Marianne. Aaron sits straighter in the saddle. Yes. Marianne. Born in Eccleshall , he hears her tell him. A bright, chill autumn day with red and gold leaves piled among the moss-covered tree roots, the two of them traipsing in the woods after Mother Lovell. They are in search of fungi for a lesson, the lesson being about whatever mushrooms or toadstools they collect. Marianne is in talkative mood, boasting about how she has seen much more of the world than poor Aaron, stuck forever in the same small town. Aaron didn’t mind, certain that at thirteen years of age he had ample time to experience the greater world.

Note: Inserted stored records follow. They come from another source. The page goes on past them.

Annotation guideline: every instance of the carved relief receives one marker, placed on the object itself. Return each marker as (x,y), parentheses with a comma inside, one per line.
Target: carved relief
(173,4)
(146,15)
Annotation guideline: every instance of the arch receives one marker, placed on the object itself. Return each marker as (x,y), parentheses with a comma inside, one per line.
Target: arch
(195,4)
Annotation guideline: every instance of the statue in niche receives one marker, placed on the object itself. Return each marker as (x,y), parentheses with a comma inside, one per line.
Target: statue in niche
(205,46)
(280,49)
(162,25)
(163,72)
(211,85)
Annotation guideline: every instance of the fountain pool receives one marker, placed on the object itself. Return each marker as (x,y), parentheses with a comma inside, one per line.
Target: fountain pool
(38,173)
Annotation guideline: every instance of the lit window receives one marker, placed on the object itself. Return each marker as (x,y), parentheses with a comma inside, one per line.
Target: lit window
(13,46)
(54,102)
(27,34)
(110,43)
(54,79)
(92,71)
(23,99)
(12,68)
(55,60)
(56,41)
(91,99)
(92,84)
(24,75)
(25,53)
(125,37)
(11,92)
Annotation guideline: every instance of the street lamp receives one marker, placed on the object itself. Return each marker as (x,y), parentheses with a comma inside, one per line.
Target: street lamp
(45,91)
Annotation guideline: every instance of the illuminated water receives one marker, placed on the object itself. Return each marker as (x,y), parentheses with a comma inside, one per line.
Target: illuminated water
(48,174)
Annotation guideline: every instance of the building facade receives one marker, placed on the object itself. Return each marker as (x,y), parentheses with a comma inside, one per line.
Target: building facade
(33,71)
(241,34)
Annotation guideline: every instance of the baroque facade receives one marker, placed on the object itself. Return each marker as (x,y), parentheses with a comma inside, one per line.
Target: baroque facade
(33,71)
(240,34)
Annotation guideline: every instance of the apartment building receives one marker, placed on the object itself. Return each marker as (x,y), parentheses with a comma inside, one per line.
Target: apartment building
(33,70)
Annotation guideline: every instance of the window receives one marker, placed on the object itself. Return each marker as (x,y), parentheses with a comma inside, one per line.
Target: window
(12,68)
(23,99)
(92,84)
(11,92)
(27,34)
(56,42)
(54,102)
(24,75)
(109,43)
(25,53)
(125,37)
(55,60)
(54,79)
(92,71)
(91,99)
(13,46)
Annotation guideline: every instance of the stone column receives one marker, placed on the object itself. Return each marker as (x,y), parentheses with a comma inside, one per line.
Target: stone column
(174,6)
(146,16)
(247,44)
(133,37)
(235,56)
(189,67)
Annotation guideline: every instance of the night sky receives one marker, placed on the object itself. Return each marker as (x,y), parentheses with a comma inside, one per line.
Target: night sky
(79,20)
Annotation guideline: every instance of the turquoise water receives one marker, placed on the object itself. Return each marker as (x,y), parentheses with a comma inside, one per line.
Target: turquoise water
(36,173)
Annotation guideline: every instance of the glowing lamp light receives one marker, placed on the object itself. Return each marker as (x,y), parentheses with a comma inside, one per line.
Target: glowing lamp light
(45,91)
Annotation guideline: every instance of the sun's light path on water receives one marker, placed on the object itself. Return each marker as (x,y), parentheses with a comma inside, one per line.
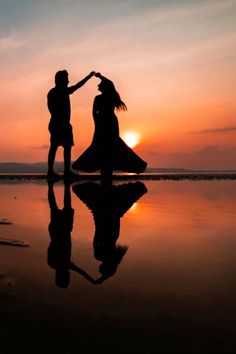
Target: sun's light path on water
(131,138)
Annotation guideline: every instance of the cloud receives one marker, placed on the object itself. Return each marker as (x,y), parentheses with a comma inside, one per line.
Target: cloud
(10,42)
(208,150)
(216,130)
(41,147)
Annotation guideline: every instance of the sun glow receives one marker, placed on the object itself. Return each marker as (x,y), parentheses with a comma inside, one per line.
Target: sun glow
(131,138)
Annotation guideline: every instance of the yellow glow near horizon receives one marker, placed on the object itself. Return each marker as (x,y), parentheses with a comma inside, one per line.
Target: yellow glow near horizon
(131,138)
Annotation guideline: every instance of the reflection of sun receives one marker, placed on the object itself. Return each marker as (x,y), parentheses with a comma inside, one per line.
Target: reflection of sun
(134,207)
(131,138)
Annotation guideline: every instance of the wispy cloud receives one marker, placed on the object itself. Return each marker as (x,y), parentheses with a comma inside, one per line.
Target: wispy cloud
(10,42)
(216,130)
(41,147)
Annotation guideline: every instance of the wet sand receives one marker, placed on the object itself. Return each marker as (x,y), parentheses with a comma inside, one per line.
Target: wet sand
(174,290)
(195,176)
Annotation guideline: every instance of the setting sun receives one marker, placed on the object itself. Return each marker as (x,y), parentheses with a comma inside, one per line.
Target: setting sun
(131,138)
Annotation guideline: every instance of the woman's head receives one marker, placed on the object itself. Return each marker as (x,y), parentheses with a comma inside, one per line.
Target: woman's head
(107,88)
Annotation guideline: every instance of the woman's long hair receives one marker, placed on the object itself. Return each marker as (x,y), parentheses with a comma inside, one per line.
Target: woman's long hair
(110,91)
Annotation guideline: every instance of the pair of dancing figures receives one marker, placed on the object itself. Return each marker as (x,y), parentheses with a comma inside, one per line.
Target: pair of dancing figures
(107,151)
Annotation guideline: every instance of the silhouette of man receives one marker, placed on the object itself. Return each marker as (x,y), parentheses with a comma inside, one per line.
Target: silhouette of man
(59,127)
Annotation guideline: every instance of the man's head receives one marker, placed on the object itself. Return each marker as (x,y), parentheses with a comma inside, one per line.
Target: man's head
(61,78)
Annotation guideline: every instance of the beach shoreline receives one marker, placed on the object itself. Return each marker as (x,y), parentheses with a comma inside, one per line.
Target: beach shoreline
(128,176)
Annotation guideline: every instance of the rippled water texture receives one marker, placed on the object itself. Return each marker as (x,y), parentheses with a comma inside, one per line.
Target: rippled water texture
(136,267)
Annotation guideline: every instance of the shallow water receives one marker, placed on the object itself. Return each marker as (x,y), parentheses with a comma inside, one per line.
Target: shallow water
(173,289)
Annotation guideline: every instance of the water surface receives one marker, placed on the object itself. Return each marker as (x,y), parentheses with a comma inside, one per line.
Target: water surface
(170,286)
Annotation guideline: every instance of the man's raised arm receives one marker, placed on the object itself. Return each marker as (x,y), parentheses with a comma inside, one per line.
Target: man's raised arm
(80,83)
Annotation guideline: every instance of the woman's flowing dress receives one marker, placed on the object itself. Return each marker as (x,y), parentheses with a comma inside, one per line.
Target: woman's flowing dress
(107,150)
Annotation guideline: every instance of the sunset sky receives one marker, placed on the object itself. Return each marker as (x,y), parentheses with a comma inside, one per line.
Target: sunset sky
(173,63)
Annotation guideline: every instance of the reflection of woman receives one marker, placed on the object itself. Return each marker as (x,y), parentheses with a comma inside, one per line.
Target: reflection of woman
(60,227)
(108,151)
(108,204)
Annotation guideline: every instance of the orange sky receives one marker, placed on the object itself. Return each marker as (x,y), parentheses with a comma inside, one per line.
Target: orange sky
(173,65)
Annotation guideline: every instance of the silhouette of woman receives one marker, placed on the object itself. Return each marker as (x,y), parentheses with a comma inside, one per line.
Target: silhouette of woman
(108,152)
(108,203)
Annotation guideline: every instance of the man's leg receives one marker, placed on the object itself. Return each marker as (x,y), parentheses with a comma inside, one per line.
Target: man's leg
(67,163)
(51,158)
(67,159)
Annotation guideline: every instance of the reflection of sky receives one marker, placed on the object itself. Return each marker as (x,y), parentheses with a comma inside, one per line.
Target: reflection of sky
(172,62)
(180,264)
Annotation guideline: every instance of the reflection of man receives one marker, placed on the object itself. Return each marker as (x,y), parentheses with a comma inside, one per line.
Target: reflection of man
(60,227)
(59,126)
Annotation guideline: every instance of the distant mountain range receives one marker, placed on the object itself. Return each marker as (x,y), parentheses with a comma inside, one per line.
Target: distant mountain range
(41,167)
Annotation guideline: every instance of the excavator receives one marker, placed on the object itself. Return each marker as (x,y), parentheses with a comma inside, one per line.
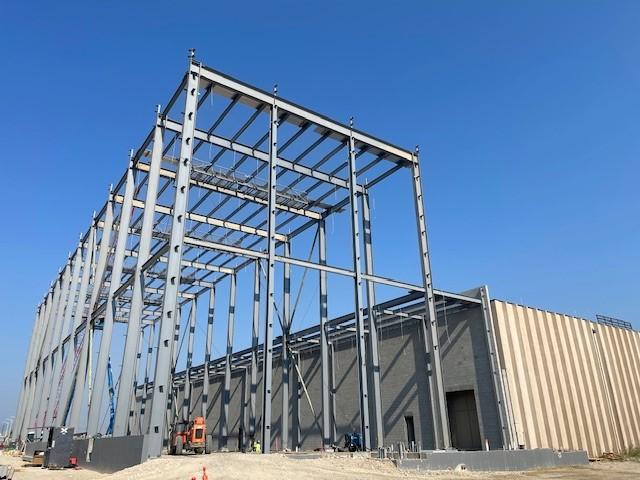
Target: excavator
(190,436)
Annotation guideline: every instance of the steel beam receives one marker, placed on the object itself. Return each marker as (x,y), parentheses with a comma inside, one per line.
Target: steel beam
(162,381)
(129,365)
(97,392)
(267,364)
(324,342)
(226,393)
(430,323)
(357,268)
(373,322)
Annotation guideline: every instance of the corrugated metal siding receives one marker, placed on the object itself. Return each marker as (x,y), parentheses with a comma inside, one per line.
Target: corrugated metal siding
(570,388)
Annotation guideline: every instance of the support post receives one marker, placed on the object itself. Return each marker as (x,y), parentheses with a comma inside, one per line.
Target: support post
(147,372)
(362,349)
(373,320)
(286,320)
(63,357)
(97,391)
(70,376)
(162,381)
(430,322)
(126,391)
(226,394)
(85,354)
(496,369)
(324,342)
(254,349)
(186,399)
(207,353)
(267,363)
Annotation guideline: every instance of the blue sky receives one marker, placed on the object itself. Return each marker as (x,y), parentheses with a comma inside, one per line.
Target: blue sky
(526,113)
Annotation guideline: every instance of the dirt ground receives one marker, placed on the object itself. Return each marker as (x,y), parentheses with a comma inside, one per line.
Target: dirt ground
(287,467)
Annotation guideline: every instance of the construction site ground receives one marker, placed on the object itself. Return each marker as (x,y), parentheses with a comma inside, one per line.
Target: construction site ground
(312,467)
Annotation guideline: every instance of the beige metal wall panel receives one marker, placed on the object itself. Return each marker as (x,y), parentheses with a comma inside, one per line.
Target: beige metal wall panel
(572,383)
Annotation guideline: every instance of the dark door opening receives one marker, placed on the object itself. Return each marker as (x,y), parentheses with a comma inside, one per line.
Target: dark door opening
(411,432)
(463,420)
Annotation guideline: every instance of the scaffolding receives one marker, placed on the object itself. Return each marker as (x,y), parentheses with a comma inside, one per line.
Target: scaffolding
(229,178)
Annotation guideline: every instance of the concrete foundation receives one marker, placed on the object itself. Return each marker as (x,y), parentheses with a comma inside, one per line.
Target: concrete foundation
(495,460)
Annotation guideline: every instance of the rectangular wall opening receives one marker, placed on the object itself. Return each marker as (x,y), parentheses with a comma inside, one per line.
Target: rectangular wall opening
(463,420)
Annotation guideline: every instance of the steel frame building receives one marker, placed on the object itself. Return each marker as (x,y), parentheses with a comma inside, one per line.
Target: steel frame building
(196,222)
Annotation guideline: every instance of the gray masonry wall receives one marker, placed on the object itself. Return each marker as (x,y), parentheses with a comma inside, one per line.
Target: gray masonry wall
(404,387)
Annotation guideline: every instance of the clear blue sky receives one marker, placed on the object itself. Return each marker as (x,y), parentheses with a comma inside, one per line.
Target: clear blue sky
(528,114)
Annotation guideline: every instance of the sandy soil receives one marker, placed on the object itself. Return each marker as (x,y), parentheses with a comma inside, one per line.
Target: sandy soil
(287,467)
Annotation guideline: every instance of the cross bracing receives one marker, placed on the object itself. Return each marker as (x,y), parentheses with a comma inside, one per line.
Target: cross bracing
(227,181)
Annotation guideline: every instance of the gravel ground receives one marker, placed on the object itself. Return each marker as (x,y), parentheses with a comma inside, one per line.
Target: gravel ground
(287,467)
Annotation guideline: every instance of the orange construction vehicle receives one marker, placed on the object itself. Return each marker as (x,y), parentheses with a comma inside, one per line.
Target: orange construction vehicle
(190,436)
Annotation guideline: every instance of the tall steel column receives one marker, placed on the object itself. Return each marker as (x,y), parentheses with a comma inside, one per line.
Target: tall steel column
(97,392)
(186,399)
(255,330)
(430,323)
(47,364)
(85,357)
(207,352)
(267,363)
(55,354)
(147,372)
(324,345)
(16,433)
(126,391)
(63,356)
(373,320)
(284,354)
(496,370)
(162,381)
(226,393)
(357,268)
(69,374)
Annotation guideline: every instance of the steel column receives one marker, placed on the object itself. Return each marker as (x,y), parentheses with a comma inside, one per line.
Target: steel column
(284,353)
(207,352)
(85,354)
(61,366)
(147,370)
(496,370)
(255,330)
(97,392)
(373,320)
(267,363)
(186,400)
(430,323)
(226,394)
(162,381)
(362,349)
(126,392)
(69,375)
(324,342)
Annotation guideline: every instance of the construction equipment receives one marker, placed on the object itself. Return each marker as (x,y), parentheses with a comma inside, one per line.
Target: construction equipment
(353,441)
(190,436)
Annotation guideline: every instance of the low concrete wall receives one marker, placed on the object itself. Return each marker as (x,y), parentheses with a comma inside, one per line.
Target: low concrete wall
(495,460)
(109,454)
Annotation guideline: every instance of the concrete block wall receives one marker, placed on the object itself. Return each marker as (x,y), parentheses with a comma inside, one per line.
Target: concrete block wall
(404,387)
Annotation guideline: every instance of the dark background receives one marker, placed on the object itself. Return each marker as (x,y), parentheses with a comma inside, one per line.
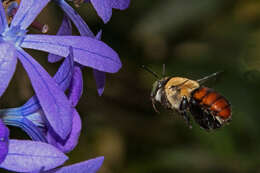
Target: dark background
(194,39)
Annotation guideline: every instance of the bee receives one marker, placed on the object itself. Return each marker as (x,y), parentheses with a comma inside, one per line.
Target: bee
(208,108)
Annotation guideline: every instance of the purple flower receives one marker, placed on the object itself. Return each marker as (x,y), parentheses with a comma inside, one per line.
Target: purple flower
(35,157)
(32,118)
(53,101)
(66,29)
(4,141)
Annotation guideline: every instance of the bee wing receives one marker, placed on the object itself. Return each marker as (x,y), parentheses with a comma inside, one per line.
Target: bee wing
(209,77)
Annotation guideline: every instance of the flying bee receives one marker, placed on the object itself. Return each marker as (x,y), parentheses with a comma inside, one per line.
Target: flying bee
(208,108)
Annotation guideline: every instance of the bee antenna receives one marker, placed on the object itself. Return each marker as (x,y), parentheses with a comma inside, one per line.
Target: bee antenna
(163,72)
(150,71)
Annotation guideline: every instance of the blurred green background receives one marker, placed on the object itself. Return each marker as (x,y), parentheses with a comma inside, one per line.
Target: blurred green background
(194,39)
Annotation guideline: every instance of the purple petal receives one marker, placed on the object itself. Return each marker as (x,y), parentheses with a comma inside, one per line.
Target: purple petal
(103,8)
(87,51)
(28,156)
(65,73)
(70,143)
(120,4)
(65,29)
(63,77)
(4,134)
(3,21)
(99,35)
(8,62)
(76,19)
(76,86)
(100,78)
(52,99)
(89,166)
(27,12)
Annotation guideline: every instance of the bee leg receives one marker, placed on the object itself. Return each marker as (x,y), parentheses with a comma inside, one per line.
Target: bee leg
(154,107)
(183,110)
(186,118)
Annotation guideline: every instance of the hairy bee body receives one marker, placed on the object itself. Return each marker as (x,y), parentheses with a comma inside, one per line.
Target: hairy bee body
(208,108)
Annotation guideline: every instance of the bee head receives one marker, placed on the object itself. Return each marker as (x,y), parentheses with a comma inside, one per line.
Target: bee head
(158,88)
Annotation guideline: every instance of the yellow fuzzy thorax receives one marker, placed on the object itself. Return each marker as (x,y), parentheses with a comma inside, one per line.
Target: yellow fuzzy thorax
(177,87)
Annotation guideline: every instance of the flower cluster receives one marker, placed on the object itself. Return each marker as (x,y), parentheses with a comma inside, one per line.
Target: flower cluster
(49,117)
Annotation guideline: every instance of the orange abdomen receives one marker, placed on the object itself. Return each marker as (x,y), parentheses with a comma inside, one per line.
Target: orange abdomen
(212,101)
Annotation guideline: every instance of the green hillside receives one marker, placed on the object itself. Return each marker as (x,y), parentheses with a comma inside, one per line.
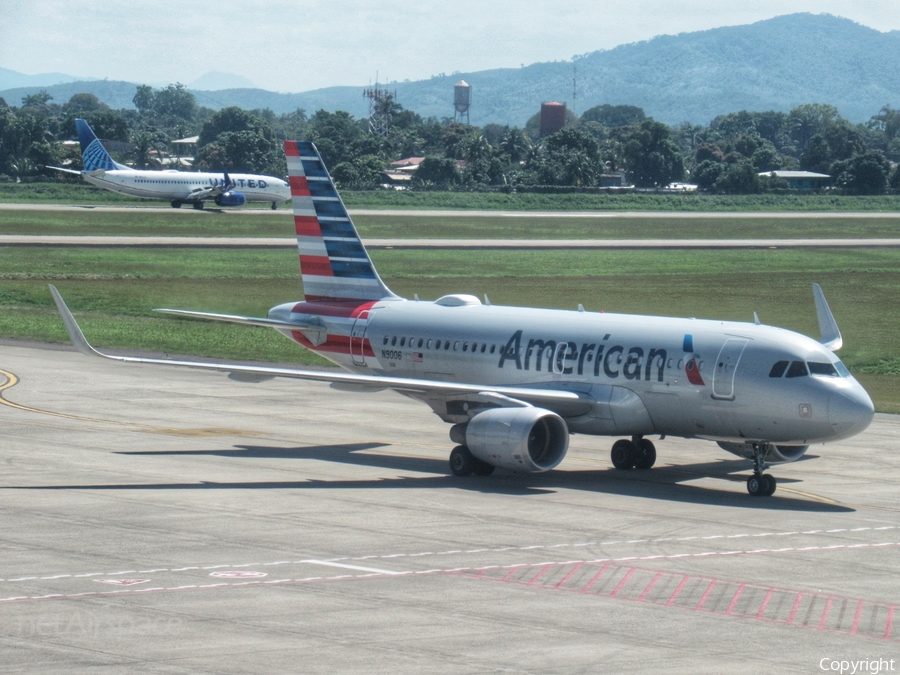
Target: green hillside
(775,64)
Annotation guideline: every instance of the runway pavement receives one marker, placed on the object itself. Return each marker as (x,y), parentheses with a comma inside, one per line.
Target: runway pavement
(157,519)
(463,213)
(468,244)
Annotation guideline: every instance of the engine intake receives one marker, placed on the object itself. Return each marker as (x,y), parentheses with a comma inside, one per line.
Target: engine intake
(777,454)
(519,439)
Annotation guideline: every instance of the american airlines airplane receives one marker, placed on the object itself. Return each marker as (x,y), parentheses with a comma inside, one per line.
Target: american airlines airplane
(516,382)
(179,187)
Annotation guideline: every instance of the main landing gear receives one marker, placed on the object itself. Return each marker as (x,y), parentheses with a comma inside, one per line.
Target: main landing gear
(761,484)
(638,453)
(464,463)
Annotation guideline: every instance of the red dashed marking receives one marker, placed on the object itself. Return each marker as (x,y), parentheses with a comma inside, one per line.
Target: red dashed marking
(734,599)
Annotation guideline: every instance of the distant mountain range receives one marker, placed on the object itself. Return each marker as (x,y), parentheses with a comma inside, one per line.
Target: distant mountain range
(775,64)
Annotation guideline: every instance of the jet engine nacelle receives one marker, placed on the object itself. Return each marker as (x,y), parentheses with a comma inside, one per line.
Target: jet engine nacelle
(777,454)
(519,439)
(230,199)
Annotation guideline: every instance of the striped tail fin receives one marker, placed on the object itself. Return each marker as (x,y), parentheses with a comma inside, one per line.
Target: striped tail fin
(333,261)
(93,155)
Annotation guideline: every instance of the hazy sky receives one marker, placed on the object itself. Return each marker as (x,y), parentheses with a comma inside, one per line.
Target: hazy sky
(298,45)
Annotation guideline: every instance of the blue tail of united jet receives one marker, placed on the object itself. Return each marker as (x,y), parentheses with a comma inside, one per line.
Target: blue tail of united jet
(93,155)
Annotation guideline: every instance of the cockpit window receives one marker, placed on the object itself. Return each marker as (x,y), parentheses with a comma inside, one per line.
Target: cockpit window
(824,369)
(778,369)
(797,369)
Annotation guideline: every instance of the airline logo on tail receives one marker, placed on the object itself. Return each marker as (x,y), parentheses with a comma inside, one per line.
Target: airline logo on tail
(93,154)
(333,262)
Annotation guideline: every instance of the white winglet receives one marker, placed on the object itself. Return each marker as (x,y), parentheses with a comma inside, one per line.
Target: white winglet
(830,333)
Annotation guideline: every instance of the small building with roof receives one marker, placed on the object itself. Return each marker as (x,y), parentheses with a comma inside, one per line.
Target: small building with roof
(800,180)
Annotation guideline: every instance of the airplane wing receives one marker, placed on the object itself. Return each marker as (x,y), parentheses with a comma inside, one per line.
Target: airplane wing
(206,192)
(505,396)
(830,333)
(211,191)
(59,168)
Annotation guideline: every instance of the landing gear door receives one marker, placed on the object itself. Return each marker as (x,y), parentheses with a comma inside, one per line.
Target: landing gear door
(726,367)
(358,338)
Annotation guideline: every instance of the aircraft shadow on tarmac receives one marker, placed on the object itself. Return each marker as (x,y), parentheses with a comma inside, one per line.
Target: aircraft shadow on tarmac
(664,482)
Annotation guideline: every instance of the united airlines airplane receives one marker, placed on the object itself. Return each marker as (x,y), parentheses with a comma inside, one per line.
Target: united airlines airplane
(516,382)
(179,187)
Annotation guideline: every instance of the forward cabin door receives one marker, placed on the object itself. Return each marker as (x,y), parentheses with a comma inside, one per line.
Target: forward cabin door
(726,367)
(358,338)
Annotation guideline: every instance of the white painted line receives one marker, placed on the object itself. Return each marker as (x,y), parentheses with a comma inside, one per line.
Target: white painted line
(358,568)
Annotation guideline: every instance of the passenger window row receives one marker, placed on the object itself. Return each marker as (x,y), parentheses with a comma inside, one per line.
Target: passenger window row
(437,345)
(802,369)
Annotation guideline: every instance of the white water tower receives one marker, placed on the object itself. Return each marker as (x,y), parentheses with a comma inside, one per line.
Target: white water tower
(462,98)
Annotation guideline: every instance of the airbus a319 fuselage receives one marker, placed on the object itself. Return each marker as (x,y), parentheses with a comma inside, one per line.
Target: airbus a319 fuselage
(516,382)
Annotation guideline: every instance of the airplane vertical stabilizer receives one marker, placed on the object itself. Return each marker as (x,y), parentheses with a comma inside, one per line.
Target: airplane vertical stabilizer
(93,155)
(334,263)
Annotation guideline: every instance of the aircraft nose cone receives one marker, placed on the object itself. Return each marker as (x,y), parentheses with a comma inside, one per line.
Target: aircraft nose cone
(850,411)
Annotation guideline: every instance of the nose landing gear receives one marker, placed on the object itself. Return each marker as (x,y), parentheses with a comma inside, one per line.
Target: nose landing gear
(638,453)
(761,484)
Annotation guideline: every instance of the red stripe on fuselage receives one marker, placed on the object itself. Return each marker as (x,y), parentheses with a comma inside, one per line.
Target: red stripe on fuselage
(335,344)
(316,265)
(307,226)
(335,300)
(299,186)
(350,310)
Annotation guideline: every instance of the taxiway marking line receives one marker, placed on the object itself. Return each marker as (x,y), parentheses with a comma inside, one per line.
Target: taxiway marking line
(12,380)
(347,560)
(358,568)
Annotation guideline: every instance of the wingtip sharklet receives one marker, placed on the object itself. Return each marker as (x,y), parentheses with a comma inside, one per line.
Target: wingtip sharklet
(828,328)
(75,335)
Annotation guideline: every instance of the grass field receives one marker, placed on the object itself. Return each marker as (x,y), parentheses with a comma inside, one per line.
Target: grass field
(186,222)
(114,290)
(81,193)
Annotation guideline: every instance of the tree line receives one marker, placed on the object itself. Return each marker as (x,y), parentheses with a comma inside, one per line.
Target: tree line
(727,155)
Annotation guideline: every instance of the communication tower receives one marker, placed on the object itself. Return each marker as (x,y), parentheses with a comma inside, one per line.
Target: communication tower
(462,98)
(380,101)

Why Eccleshall? he had asked. Because it’s where Mother and Father come from, where they married, and had me . Marianne squatted to examine a red-topped mushroom, poking at it with a dirty fingernail . We moved when I was tiny, to Coppenhall, not far away . She grinned up at him. It’s how I remember the two names, because they both end in hall.

The horse shakes its mane and lifts its hooves, petulant, wanting to be on its way to food and water, or else be allowed to graze the dusty grass. Aaron quietens the animal with a soothing pat on the neck.

Five miles. An hour, if he doesn’t push the horse too hard. Aaron glances behind him. A white sun sits proud of the horizon against a clear, peach-pink sky darkening to orange. There is time. He sets the horse’s head east and urges the animal to a canter.